We can summarize this passage simply:
God does NOT change. (¬P)3

On April 7, 1844, Joseph Smith gave a sermon entitled “The King Follet Discourse.” In this particular sermon, which according to the Mormon church is a classic (screenshot) in Mormon church literature, he said made a statement that is the exact opposite of what he translated in the Book of Mormon. Here is that statement:

“We have imagined and supposed that God was God from all eternity. I will refute that idea, and take away the veil, so that you may see … He was once a man like us;”
King Follet Discourse (screenshot)

In this particular segment, we can observe two things:

1. Joseph Smith wants to refute the idea that God was God from all eternity.
2. God was once a man like us.

It should strike the reader (or the follower of Mormonism) as a bit odd that Smith wants to refute the very idea that he translated (supposedly) from the golden plates into the book of Mormon.

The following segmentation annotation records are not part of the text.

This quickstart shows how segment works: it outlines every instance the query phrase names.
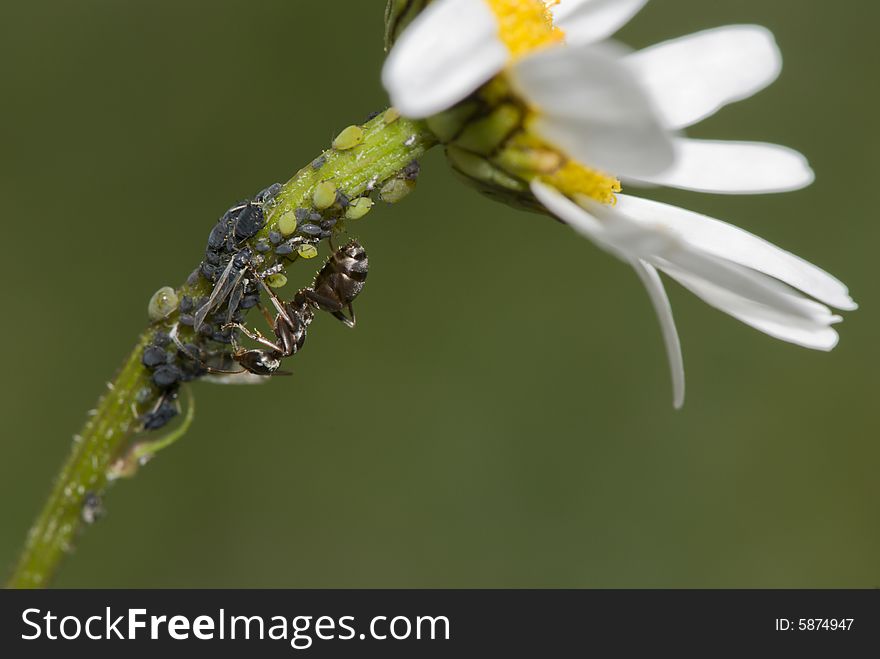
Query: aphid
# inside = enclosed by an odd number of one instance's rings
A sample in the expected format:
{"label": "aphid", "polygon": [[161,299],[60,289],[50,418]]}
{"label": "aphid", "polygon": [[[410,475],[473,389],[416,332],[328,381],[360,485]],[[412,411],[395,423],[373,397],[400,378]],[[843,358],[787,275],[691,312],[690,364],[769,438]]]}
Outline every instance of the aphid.
{"label": "aphid", "polygon": [[[223,272],[214,280],[214,288],[207,301],[195,313],[195,328],[199,331],[212,311],[220,307],[229,298],[229,314],[235,313],[244,296],[249,282],[244,275],[251,262],[251,251],[244,248],[229,259]],[[204,264],[203,264],[204,265]]]}
{"label": "aphid", "polygon": [[163,286],[150,298],[147,315],[152,322],[159,322],[170,316],[177,309],[178,303],[177,292],[170,286]]}
{"label": "aphid", "polygon": [[153,384],[159,389],[171,389],[183,378],[183,373],[174,364],[163,364],[153,371]]}
{"label": "aphid", "polygon": [[165,352],[164,348],[160,348],[159,346],[147,346],[144,349],[141,362],[147,368],[156,368],[168,363],[168,353]]}
{"label": "aphid", "polygon": [[[259,192],[252,200],[243,201],[227,210],[208,235],[205,260],[201,274],[214,284],[208,300],[198,306],[194,314],[194,327],[201,331],[206,318],[213,311],[227,303],[226,322],[232,320],[242,299],[253,292],[244,279],[252,253],[241,249],[241,244],[253,238],[266,224],[264,206],[271,204],[281,192],[280,183],[275,183]],[[255,247],[258,252],[271,249],[268,243],[261,242]]]}
{"label": "aphid", "polygon": [[[312,288],[304,288],[297,297],[304,297],[318,309],[333,314],[348,327],[354,327],[356,319],[352,302],[363,290],[368,270],[366,250],[356,240],[351,240],[327,259]],[[348,308],[348,317],[343,313],[345,308]]]}

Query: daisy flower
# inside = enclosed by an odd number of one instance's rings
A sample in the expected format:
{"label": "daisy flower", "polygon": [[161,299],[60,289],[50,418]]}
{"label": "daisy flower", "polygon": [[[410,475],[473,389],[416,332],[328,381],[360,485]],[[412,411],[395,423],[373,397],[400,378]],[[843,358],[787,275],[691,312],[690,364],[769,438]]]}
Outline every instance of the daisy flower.
{"label": "daisy flower", "polygon": [[484,192],[548,211],[629,263],[660,319],[676,407],[684,367],[659,272],[770,336],[831,350],[846,286],[733,225],[623,186],[723,194],[803,188],[806,159],[775,144],[682,130],[772,83],[782,58],[752,25],[638,52],[608,40],[647,0],[434,0],[389,53],[398,110],[427,119]]}

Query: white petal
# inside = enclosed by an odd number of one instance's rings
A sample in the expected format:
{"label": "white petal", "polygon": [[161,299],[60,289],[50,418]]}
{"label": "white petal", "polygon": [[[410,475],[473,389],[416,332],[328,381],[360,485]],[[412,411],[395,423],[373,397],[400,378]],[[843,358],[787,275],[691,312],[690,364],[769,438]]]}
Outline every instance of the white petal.
{"label": "white petal", "polygon": [[632,183],[696,192],[764,194],[800,190],[815,180],[807,159],[778,144],[724,140],[675,140],[675,164]]}
{"label": "white petal", "polygon": [[730,25],[667,41],[626,57],[670,128],[691,126],[756,94],[782,70],[773,35]]}
{"label": "white petal", "polygon": [[538,110],[535,130],[585,165],[642,177],[673,163],[671,137],[650,99],[608,50],[548,48],[518,60],[510,77]]}
{"label": "white petal", "polygon": [[660,320],[660,329],[663,333],[663,341],[666,346],[666,355],[669,359],[669,367],[672,373],[673,403],[676,409],[684,405],[684,361],[681,355],[681,344],[678,339],[678,331],[675,328],[675,320],[672,317],[672,307],[663,282],[657,271],[650,264],[640,260],[626,248],[614,244],[613,233],[586,210],[568,199],[558,190],[538,181],[532,182],[532,192],[544,207],[575,229],[578,233],[586,236],[600,248],[614,254],[621,260],[633,266],[639,278],[645,285],[654,310]]}
{"label": "white petal", "polygon": [[617,196],[615,210],[641,224],[665,226],[706,254],[775,277],[833,307],[858,308],[840,280],[739,227],[668,204],[623,194]]}
{"label": "white petal", "polygon": [[681,355],[681,341],[678,338],[678,330],[675,328],[675,318],[672,316],[672,306],[666,289],[660,280],[657,270],[644,261],[632,262],[636,274],[645,285],[657,318],[660,320],[660,330],[663,333],[663,343],[666,347],[666,356],[669,359],[669,369],[672,373],[672,397],[675,409],[684,407],[684,359]]}
{"label": "white petal", "polygon": [[474,92],[509,57],[484,0],[435,0],[388,54],[382,83],[401,113],[427,117]]}
{"label": "white petal", "polygon": [[648,0],[562,0],[552,8],[554,22],[570,44],[593,43],[626,25]]}
{"label": "white petal", "polygon": [[774,338],[813,350],[831,350],[837,345],[839,337],[831,325],[841,319],[830,311],[810,318],[791,315],[757,304],[691,273],[676,268],[663,270],[704,302]]}

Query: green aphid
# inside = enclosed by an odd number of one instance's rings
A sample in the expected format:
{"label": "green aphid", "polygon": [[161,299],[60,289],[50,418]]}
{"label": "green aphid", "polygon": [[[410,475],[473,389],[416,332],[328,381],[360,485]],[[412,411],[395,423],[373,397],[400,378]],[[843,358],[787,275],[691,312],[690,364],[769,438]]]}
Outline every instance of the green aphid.
{"label": "green aphid", "polygon": [[333,181],[322,181],[315,186],[312,203],[319,211],[326,210],[336,203],[336,185]]}
{"label": "green aphid", "polygon": [[369,197],[360,197],[351,202],[345,211],[345,219],[359,220],[373,208],[373,200]]}
{"label": "green aphid", "polygon": [[278,233],[282,236],[287,237],[293,235],[296,232],[296,227],[296,213],[293,211],[287,211],[278,218]]}

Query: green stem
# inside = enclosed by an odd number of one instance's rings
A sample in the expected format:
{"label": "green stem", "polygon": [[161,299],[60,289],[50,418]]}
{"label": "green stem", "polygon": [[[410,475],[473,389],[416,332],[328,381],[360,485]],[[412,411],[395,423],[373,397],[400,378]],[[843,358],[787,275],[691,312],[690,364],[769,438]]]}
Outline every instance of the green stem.
{"label": "green stem", "polygon": [[[311,206],[315,188],[320,183],[332,181],[350,199],[368,195],[396,180],[408,165],[436,144],[424,124],[398,118],[394,111],[375,117],[361,128],[363,141],[359,146],[325,151],[284,185],[266,227],[254,241],[265,238],[274,222],[286,212]],[[272,261],[273,256],[267,257],[265,265],[271,266]],[[177,292],[179,296],[197,297],[209,293],[210,285],[199,278],[184,284]],[[47,586],[73,546],[84,521],[93,519],[89,511],[84,512],[84,507],[94,505],[104,496],[110,484],[111,466],[141,430],[144,402],[139,401],[138,394],[151,388],[150,374],[141,363],[143,350],[157,330],[176,322],[175,311],[166,320],[148,328],[108,384],[108,391],[74,438],[70,455],[49,500],[28,533],[24,551],[7,587]]]}

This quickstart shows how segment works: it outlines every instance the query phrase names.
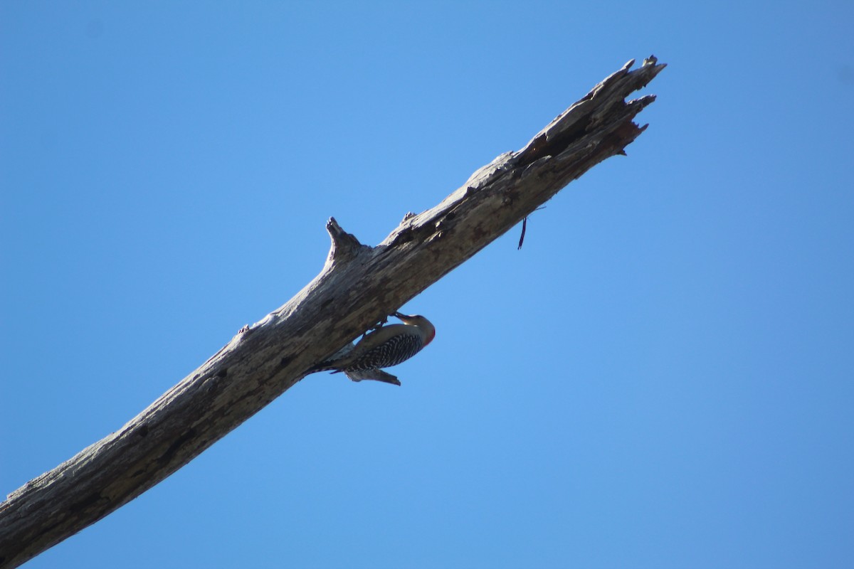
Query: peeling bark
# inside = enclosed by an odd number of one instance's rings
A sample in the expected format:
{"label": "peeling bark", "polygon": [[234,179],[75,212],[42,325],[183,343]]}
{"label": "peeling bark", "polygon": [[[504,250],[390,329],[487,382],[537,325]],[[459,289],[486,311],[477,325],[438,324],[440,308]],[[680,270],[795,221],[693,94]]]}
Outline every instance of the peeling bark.
{"label": "peeling bark", "polygon": [[296,296],[238,332],[120,429],[0,502],[0,567],[20,565],[163,480],[567,183],[624,154],[646,128],[632,119],[655,100],[625,98],[664,67],[654,57],[629,71],[633,65],[436,206],[407,214],[377,247],[330,218],[329,258]]}

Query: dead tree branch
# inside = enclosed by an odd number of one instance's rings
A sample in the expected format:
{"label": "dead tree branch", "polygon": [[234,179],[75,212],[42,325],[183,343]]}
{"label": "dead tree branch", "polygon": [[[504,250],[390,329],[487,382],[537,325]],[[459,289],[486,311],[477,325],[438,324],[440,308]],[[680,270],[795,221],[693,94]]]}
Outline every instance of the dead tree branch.
{"label": "dead tree branch", "polygon": [[313,364],[438,281],[623,148],[654,96],[626,102],[664,67],[627,63],[518,152],[476,171],[377,247],[330,219],[320,274],[115,433],[0,503],[0,567],[13,567],[103,518],[185,465],[302,379]]}

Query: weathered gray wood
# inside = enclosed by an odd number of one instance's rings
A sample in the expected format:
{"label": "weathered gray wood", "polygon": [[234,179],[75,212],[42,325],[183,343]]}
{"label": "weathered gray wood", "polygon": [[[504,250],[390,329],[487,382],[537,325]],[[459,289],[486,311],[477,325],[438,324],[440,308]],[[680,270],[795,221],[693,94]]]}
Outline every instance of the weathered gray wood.
{"label": "weathered gray wood", "polygon": [[518,152],[483,166],[375,247],[330,219],[320,274],[126,425],[0,503],[0,567],[16,566],[139,496],[246,421],[371,325],[518,224],[589,168],[623,154],[654,101],[625,98],[664,67],[633,61]]}

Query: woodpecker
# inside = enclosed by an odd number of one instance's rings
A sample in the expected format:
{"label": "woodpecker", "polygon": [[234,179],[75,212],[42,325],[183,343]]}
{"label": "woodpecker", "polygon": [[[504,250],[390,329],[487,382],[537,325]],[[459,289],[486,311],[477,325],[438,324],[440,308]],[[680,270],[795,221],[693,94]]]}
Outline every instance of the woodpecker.
{"label": "woodpecker", "polygon": [[422,316],[394,315],[402,324],[382,326],[370,332],[355,345],[349,345],[332,356],[309,373],[332,369],[344,372],[354,381],[376,380],[396,386],[401,382],[391,374],[380,369],[405,362],[432,341],[436,328]]}

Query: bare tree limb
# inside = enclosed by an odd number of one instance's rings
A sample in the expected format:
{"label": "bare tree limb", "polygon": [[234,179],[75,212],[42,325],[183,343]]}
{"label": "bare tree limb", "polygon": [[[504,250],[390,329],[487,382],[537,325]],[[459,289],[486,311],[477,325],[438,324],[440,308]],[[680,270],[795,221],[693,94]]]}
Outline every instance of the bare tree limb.
{"label": "bare tree limb", "polygon": [[93,524],[185,465],[299,381],[312,365],[438,281],[572,180],[632,142],[654,96],[626,102],[662,69],[634,61],[596,85],[524,148],[476,171],[439,205],[407,215],[375,247],[334,218],[320,274],[241,330],[115,433],[0,503],[0,567]]}

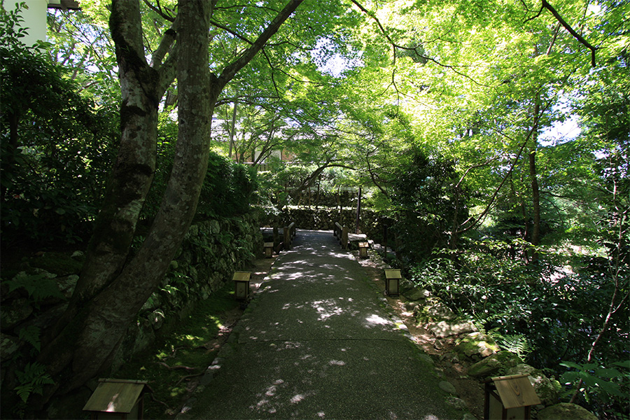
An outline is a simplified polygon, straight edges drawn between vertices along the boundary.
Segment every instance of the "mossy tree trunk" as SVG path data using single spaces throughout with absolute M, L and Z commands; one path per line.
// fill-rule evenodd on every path
M 219 94 L 301 1 L 290 1 L 251 46 L 217 76 L 208 70 L 213 2 L 180 1 L 177 18 L 164 38 L 167 44 L 172 44 L 176 35 L 175 49 L 162 63 L 159 55 L 165 57 L 168 48 L 158 48 L 158 57 L 154 55 L 148 64 L 139 1 L 113 0 L 110 25 L 123 97 L 120 148 L 80 284 L 65 314 L 44 337 L 39 361 L 48 366 L 56 385 L 47 390 L 42 403 L 108 368 L 127 328 L 163 278 L 195 215 Z M 174 59 L 179 129 L 173 169 L 149 233 L 136 255 L 128 259 L 155 170 L 158 106 L 172 82 L 169 72 Z

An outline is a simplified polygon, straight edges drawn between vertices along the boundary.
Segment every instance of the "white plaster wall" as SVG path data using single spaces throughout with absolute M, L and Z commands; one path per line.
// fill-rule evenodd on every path
M 28 10 L 22 9 L 22 17 L 24 18 L 23 27 L 28 28 L 28 35 L 21 38 L 22 42 L 27 46 L 33 46 L 38 40 L 46 40 L 46 8 L 48 0 L 4 0 L 4 8 L 13 10 L 15 8 L 15 3 L 24 1 Z

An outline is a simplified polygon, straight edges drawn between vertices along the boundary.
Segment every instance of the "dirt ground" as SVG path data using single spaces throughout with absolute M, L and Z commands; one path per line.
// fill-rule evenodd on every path
M 430 355 L 435 363 L 438 371 L 444 374 L 444 379 L 455 386 L 460 398 L 463 400 L 470 413 L 477 419 L 483 419 L 484 414 L 484 388 L 483 386 L 476 379 L 466 376 L 468 367 L 472 362 L 461 360 L 453 351 L 454 346 L 454 340 L 442 340 L 436 342 L 435 336 L 430 332 L 418 326 L 414 318 L 412 311 L 407 310 L 405 307 L 406 299 L 400 295 L 397 298 L 390 298 L 384 295 L 385 281 L 384 280 L 383 267 L 382 261 L 374 256 L 370 259 L 363 260 L 358 258 L 358 252 L 356 252 L 355 258 L 365 270 L 368 278 L 374 281 L 379 290 L 384 292 L 384 295 L 389 305 L 393 309 L 398 316 L 409 329 L 410 334 L 414 337 L 415 342 Z M 276 255 L 272 258 L 259 258 L 255 260 L 252 268 L 251 281 L 253 288 L 258 289 L 265 277 L 271 270 L 272 265 L 275 261 Z M 230 313 L 225 314 L 224 328 L 219 332 L 216 340 L 208 343 L 213 349 L 218 350 L 225 342 L 232 326 L 238 321 L 242 314 L 242 310 L 235 309 Z M 222 317 L 223 318 L 223 317 Z

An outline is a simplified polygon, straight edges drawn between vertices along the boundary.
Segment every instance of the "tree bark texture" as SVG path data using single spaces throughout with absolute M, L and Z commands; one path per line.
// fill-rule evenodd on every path
M 540 106 L 538 101 L 534 105 L 534 126 L 532 132 L 532 146 L 529 152 L 529 177 L 531 183 L 531 202 L 533 210 L 533 226 L 531 229 L 531 244 L 538 246 L 540 244 L 540 192 L 538 188 L 538 175 L 536 170 L 536 149 L 538 147 L 538 113 Z M 538 253 L 532 252 L 531 261 L 538 260 Z
M 48 366 L 56 382 L 46 390 L 43 402 L 54 393 L 67 393 L 108 368 L 127 328 L 164 277 L 195 215 L 218 95 L 300 3 L 290 1 L 253 45 L 216 77 L 209 71 L 211 2 L 180 1 L 176 22 L 181 24 L 174 23 L 178 29 L 176 48 L 164 63 L 160 57 L 149 66 L 144 59 L 139 2 L 113 0 L 110 24 L 123 97 L 119 155 L 80 284 L 57 327 L 43 342 L 38 361 Z M 174 30 L 167 31 L 164 39 L 172 43 Z M 160 54 L 165 50 L 160 48 Z M 127 261 L 155 170 L 158 106 L 175 68 L 174 57 L 179 130 L 173 169 L 149 233 Z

Additionally, we can see that when Smith says that God was once a man like us, God must have changed. We can summarize #2 as this: God does change (P).

So, in the book of Mormon and in a sermon stated to be a classic in Mormon church literature, we have explicitly conflicting statements.

God does NOT change. (¬P)
God does change. (P)

One of these statements is false, or they could both be false (Joseph Smith’s God might not exist), but they cannot both be true.

On such a basic doctrine of the nature of God, it’s hard to see how Smith could have made such a mistake. Either way, one of the statements is true and one of them is false. Which one is it? And what are the implications on the falsity of either statement? Furthermore, how could a “prophet” of God make such basic, contradictory claims on the very nature of God?

You Can’t Prove a Negative!

Or can you?

Steven Hales, professor of Philosophy at Bloomsburg University has some interesting things to say on the topic:

“A real, actual law of logic is a negative, namely the law of non-contradiction. This law states that that a proposition cannot be both true and not true. Nothing is both true and false. Furthermore, you can prove this law. It can be formally derived from the empty set using provably valid rules of inference.” (Italics in original)

Any claim can be expressed as a negative, thanks to the rule of double negation. This rule states that any proposition P is logically equivalent to not-not-P. … Think you can prove your own existence? At least to your own satisfaction? Then, using the exact same reasoning, plus the little step of double negation, you can prove that you aren’t nonexistent. Congratulations, you’ve just proven a negative. The beautiful part is that you can do this trick with absolutely any proposition whatsoever. Prove P is true and you can prove that P is not false.” (Italics in original)

Dr. Hales also makes a nice distinction between deductive arguments and inductive arguments as it relates to negative claims, which might be the basis for the idea that some think a negative can not be proven.
https://departments.bloomu.edu/philosophy/pages/content/hales/articlepdf/proveanegative.pdf

Here is another philosopher, Dr. Craig, discussing the topic with a member of the audience in a debate with Dr. John Shook:
https://www.youtube.com/watch?v=52XsW6jD4eg

Another philosopher, Dr. Stephen Law, shares an interesting observation, “Notice, for a start, that ‘You cannot prove a negative’ is itself a negative.”
https://www.psychologytoday.com/blog/believing-bull/201109/you-can-prove-negative

A law of logic, double negation, and a self-reference problem for the statement itself … it sure looks like a negative can be proven.